A great example is one of the projects in the first round with the Office of the Assistant Secretary for Preparedness Response. Basically, the project is designed to help us locate people in disasters who have durable medical equipment, which are electrically-powered devices that typically have problems in emergencies as soon as your battery discharges. What happens today is that in emergencies these people tend to flock to emergency rooms because they’re the last places to have power but sometimes the emergency rooms are destroyed and, furthermore, the last thing you want in the ER is a whole bunch of people plugged into the wall just because they need electricity. Frank Sanborn is our entrepreneur for this project and he had a great idea, which was to take some potentially hackable commodity hardware using Raspberry Pi and essentially building a prototype device that can be plugged into durable medical equipment that will both read the current capacity and state of the battery and also transmit out in real-time the status of that device so you can locate people to triage the situation and bring help to those who need it first. We’re looking at holding hackathons on the hardware, we’re going to run pilot tests in various places. It’s really pretty cool.
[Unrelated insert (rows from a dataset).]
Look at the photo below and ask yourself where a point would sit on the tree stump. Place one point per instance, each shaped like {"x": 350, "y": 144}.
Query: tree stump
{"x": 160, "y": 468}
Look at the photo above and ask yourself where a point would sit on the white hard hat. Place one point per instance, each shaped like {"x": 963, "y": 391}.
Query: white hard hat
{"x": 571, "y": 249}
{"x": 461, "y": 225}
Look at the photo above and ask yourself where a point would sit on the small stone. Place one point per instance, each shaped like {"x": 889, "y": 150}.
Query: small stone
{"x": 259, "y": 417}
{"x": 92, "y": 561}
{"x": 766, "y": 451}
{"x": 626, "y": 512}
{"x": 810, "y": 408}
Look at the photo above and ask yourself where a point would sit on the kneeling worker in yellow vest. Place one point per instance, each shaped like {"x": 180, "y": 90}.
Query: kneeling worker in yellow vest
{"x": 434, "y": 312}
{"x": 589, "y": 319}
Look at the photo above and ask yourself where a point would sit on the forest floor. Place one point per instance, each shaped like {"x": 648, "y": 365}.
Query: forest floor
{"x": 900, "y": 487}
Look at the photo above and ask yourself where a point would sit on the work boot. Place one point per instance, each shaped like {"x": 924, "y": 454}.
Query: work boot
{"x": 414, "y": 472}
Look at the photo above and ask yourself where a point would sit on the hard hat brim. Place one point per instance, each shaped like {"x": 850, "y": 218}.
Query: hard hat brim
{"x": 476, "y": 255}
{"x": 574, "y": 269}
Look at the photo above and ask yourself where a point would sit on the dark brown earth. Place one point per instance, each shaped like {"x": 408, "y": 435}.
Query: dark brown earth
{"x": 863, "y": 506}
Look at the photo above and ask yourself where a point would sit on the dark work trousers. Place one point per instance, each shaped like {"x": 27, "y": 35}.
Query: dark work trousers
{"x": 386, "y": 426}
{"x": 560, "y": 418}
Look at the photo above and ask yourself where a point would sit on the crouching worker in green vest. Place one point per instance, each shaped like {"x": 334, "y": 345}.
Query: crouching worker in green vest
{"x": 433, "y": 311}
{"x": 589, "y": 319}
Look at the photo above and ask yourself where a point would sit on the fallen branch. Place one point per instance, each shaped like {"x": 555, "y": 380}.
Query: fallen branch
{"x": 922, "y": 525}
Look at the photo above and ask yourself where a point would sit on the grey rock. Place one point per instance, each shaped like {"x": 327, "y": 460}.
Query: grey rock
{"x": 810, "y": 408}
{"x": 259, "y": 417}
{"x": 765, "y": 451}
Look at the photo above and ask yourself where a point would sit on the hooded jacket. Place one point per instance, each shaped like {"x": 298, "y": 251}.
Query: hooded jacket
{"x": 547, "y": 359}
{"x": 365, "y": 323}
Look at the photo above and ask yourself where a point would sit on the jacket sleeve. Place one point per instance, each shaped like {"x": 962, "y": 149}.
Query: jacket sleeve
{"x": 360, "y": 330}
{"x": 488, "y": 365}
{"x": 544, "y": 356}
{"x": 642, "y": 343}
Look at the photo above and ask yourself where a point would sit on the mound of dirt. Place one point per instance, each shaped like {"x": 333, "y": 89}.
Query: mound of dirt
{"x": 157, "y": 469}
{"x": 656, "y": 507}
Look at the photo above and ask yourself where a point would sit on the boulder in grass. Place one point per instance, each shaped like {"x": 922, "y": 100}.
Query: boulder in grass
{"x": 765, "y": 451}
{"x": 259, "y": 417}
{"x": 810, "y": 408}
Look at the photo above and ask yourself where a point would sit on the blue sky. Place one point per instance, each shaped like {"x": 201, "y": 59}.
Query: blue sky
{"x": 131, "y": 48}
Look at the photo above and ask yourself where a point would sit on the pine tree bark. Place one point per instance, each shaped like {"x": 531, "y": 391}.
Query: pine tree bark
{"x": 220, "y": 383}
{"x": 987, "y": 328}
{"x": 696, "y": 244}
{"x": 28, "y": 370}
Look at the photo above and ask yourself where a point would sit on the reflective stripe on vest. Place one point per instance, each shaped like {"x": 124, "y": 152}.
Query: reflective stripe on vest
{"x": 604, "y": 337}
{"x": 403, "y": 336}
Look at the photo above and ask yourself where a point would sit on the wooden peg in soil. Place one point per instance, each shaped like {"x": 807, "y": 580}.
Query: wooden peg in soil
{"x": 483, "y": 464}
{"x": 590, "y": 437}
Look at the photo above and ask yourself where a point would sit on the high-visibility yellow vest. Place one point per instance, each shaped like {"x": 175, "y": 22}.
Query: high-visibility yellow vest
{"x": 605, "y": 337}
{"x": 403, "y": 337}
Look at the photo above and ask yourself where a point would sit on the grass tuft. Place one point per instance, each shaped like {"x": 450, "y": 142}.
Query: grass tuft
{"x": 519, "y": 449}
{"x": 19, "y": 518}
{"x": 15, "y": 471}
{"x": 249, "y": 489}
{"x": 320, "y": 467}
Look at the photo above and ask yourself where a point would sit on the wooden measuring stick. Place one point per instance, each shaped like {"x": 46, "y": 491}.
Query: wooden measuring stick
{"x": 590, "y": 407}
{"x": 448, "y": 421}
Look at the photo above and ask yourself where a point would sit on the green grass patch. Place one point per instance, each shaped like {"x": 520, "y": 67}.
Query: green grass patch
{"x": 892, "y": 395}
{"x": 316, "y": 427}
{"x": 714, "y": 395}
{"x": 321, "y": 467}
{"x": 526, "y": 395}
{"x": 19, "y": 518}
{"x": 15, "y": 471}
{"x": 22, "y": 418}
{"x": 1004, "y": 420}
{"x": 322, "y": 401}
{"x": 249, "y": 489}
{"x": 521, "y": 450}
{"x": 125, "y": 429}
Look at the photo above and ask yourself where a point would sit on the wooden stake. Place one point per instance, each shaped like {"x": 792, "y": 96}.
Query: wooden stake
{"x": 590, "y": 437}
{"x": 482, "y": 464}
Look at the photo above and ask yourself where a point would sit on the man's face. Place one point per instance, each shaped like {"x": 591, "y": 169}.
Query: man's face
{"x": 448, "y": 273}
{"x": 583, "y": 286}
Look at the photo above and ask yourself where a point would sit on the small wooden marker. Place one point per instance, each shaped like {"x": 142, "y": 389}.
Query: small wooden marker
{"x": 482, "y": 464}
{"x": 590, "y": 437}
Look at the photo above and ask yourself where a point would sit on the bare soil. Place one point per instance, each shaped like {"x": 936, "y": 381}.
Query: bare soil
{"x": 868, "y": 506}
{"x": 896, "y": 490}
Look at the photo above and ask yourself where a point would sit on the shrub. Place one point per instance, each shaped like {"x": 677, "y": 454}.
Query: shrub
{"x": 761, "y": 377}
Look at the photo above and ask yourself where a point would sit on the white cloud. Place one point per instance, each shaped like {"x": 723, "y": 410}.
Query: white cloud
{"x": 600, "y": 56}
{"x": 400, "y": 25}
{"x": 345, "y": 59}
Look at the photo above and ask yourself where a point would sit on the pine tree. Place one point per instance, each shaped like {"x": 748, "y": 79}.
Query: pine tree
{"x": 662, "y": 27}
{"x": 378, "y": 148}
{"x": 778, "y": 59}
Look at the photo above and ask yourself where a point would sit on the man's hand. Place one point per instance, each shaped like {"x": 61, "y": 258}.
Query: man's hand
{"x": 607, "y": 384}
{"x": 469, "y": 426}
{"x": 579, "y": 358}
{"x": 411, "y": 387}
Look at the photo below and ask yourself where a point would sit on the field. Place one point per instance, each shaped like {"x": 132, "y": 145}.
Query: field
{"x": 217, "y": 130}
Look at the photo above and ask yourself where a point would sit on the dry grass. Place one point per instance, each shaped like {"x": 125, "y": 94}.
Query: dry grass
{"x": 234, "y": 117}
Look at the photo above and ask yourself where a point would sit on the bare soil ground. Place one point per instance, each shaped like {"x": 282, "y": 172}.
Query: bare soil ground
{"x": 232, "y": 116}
Q: Your predecessor Todd Park had a famous line saying that he wanted to make HHS the NOAA of healthcare. Are you continuing that push and if so how?
A:
Sure. I don’t know if I would really call it the NOAA of healthcare because what we do is a little bit different. But I will say that we are sitting on a vast treasure trove of data that can be used in any number of ways — things that we’ve seen and things we can’t even begin to imagine — and it has the power to fundamentally transform healthcare and the delivery of human services. So we’re continuing this effort in a real big way and we’re actually in the process right now of developing an execution plan for the next couple of years, which is going to have a few different elements to it, not just data liberation, which was the primary focus of the last few years, but also adding in components for better disseminations to get different groups of people involved from the outside world. And we want to start teaching people who might not know what the data means how to do interesting things with it. So stay tuned, we’re going to have some exciting developments coming up.

Q: What else should I be asking about HHSentrepreneurs? 
A:
Just that I want to encourage people to apply. We have a bunch of applications in already for the next round but I’d love to see more people, maybe even from outside of the healthcare world. The best things happen when you get people with different sets of experiences, different backgrounds, mingling together in one place.